Avelumab Gets FDA Approval for Urothelial Carcinoma

The US Food and Drug Administration has granted accelerated approval to avelumab (Bavencio) for treating locally advanced or metastatic urothelial carcinoma patients whose disease progressed on or following treatment with platinum-containing chemotherapy, either in the neoadjuvant or adjuvant setting.

Avelumab also recently received approval for the treatment of Merkel cell carcinoma. This is the third immunotherapy approved for bladder cancer in the past month, following the first-line approval of atezolizumab in cisplatin-ineligible patients and the approval of durvalumab in patients who progressed on or after chemotherapy.

“Once urothelial carcinoma progresses after treatment with chemotherapy, the 5-year survival rate is alarmingly low,” said study investigator Andrea Apolo, MD, of the National Cancer Institute in Bethesda, Maryland, in a press release. “Until recently, there had been limited innovation in urothelial carcinoma, and this approval gives us another treatment to help battle this aggressive disease.”

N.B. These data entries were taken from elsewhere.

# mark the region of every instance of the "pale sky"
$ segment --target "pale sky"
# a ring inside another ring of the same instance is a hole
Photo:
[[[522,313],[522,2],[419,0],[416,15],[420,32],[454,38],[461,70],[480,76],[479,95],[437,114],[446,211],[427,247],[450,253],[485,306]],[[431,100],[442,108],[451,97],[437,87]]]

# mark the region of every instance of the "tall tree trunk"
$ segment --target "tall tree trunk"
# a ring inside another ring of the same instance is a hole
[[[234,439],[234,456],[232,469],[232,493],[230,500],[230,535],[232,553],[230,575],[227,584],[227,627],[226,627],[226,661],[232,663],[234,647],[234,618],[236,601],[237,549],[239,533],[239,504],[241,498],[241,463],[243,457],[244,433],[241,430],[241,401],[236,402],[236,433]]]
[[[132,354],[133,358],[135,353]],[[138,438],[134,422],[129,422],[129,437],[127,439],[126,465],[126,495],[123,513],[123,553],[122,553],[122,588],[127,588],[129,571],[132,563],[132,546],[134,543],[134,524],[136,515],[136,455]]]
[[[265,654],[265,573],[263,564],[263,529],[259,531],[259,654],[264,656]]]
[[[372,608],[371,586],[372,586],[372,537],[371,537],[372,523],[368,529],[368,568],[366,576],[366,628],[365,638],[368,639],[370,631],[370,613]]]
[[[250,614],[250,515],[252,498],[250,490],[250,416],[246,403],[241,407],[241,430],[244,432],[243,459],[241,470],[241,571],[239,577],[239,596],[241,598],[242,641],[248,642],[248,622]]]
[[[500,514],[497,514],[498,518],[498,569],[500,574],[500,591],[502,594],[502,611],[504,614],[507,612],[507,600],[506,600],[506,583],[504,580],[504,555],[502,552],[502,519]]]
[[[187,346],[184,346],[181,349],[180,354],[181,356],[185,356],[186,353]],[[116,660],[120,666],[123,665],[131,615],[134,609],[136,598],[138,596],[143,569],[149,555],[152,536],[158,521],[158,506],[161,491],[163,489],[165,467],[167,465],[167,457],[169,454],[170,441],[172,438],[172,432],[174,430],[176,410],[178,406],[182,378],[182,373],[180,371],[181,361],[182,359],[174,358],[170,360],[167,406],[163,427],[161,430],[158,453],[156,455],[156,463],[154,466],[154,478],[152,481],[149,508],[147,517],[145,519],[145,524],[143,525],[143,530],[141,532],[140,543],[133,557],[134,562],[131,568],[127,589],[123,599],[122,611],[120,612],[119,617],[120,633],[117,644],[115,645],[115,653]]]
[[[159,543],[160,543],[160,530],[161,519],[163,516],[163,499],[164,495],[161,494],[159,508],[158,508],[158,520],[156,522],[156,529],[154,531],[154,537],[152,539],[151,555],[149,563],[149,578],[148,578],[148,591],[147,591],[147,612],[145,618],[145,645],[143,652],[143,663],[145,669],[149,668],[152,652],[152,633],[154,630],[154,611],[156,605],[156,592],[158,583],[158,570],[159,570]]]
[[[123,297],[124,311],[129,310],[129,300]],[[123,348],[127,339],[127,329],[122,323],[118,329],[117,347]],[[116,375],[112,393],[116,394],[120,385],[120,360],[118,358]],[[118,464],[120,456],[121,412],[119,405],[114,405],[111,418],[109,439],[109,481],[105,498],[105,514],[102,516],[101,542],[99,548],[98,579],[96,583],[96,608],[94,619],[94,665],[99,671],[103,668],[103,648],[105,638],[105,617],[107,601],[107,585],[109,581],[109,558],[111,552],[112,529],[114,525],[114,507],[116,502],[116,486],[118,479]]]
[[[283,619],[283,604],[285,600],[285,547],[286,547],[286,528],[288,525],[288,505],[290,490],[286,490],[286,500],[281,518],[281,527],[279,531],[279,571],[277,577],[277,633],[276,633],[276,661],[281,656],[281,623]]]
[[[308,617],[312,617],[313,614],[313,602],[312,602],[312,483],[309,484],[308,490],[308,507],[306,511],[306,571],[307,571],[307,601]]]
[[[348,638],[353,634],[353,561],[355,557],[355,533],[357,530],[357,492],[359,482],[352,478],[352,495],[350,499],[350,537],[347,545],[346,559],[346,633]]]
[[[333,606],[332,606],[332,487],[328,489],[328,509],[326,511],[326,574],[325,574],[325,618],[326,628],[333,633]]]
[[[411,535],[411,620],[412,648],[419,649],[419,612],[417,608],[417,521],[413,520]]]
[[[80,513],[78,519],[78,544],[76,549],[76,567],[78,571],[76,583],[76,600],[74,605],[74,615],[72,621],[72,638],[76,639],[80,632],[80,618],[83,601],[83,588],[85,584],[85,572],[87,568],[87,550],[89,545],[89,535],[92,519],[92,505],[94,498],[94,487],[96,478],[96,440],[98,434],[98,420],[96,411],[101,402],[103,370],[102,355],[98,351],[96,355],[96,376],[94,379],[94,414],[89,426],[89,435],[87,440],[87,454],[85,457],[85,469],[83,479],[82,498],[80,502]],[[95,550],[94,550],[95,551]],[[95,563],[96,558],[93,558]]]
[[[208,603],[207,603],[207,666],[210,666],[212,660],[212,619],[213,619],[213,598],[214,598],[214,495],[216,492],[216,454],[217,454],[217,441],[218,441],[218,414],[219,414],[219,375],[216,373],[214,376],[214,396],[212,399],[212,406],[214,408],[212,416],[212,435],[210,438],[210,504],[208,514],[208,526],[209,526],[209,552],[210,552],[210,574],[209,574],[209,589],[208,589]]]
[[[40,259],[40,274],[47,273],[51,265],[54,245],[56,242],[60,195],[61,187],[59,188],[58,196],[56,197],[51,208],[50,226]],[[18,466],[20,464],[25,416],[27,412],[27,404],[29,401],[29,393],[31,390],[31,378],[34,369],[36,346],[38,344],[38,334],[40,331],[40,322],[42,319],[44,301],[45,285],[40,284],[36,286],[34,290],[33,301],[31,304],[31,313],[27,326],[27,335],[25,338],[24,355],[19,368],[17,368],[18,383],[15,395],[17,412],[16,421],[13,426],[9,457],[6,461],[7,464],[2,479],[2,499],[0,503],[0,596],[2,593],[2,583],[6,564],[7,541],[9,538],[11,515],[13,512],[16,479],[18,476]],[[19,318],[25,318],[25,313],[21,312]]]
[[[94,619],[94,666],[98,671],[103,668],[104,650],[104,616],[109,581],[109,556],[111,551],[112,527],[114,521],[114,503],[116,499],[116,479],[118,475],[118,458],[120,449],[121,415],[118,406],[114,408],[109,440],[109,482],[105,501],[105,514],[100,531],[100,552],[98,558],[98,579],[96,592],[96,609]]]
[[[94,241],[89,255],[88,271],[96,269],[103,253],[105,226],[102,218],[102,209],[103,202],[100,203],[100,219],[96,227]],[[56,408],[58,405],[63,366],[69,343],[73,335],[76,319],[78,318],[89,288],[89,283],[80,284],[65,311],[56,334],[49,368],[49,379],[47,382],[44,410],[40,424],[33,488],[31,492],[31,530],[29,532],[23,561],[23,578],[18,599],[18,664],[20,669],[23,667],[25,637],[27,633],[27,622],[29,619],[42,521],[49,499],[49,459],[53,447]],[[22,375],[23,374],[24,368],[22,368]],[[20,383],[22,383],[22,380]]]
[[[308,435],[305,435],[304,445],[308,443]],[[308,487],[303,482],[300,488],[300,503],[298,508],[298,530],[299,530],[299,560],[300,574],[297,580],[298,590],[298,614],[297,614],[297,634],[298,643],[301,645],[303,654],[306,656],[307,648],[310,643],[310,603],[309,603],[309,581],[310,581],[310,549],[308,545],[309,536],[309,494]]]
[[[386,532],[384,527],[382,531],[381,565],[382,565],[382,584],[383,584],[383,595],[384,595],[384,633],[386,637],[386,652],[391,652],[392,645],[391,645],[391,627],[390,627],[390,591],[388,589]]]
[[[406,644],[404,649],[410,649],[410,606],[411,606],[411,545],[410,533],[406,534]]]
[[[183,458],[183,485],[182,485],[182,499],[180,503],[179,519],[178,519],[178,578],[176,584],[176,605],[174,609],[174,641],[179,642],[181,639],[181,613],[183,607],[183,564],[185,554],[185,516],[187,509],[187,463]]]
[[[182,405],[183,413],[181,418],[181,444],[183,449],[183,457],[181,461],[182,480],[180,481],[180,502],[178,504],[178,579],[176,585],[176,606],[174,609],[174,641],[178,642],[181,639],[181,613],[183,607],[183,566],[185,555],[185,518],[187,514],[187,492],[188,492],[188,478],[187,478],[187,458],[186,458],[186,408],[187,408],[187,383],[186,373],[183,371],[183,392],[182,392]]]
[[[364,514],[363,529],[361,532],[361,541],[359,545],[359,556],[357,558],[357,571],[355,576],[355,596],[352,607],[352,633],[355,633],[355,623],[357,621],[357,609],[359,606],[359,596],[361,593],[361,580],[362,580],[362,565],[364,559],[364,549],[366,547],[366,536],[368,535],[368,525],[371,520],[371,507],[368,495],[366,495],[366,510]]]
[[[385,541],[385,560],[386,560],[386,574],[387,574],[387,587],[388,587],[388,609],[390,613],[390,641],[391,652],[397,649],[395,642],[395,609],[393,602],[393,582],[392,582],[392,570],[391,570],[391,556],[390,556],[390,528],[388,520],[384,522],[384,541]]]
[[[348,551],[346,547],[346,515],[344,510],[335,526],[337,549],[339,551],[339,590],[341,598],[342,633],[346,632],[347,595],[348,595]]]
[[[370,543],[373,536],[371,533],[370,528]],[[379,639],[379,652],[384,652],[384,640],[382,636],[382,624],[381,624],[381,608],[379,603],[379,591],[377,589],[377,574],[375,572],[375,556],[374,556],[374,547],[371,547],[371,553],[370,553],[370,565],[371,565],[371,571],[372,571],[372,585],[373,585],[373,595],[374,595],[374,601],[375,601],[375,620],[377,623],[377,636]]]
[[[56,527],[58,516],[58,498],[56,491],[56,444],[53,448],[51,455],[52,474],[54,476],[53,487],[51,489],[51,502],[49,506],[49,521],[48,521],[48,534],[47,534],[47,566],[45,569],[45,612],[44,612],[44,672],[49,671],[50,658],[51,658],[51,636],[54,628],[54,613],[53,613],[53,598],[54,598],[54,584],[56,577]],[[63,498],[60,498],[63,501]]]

The study that led to the approval of avelumab was a single-arm trial that enrolled 242 patients with locally advanced or metastatic urothelial carcinoma. Patients included in the study had previously been treated with platinum-based therapy and had either progressed during chemotherapy or within 12 months of treatment.

Patients were treated with 10 mg/kg avelumab, administered intravenously over 60 minutes every 2 weeks until progression or unacceptable toxicity. Prior to each dose of avelumab, patients were given antihistamines and acetaminophen.

The overall response rate to avelumab was 13.3% (95% CI, 9.1%–18.4%) among 30 patients who were followed for at least 13 weeks and 16.1% (95% CI, 10.8%–22.8%) among 26 patients followed for at least 6 months. The median time to response was 2 months; median duration of response has not been reached (range 1.4–17.4 months).

The most common AEs with avelumab (> 20% of patients) were decreased appetite, fatigue, urinary tract infection, infusion-related reactions, musculoskeletal pain, and nausea.

Deaths due to adverse events (AEs) occurred in 6% of patients, and serious AEs occurred in 41% of patients. The most common serious AEs (> 2% of patients) were abdominal pain, dehydration, increased creatinine/renal failure, intestinal obstruction, musculoskeletal pain, pyrexia, urinary tract hemorrhage, and urosepsis.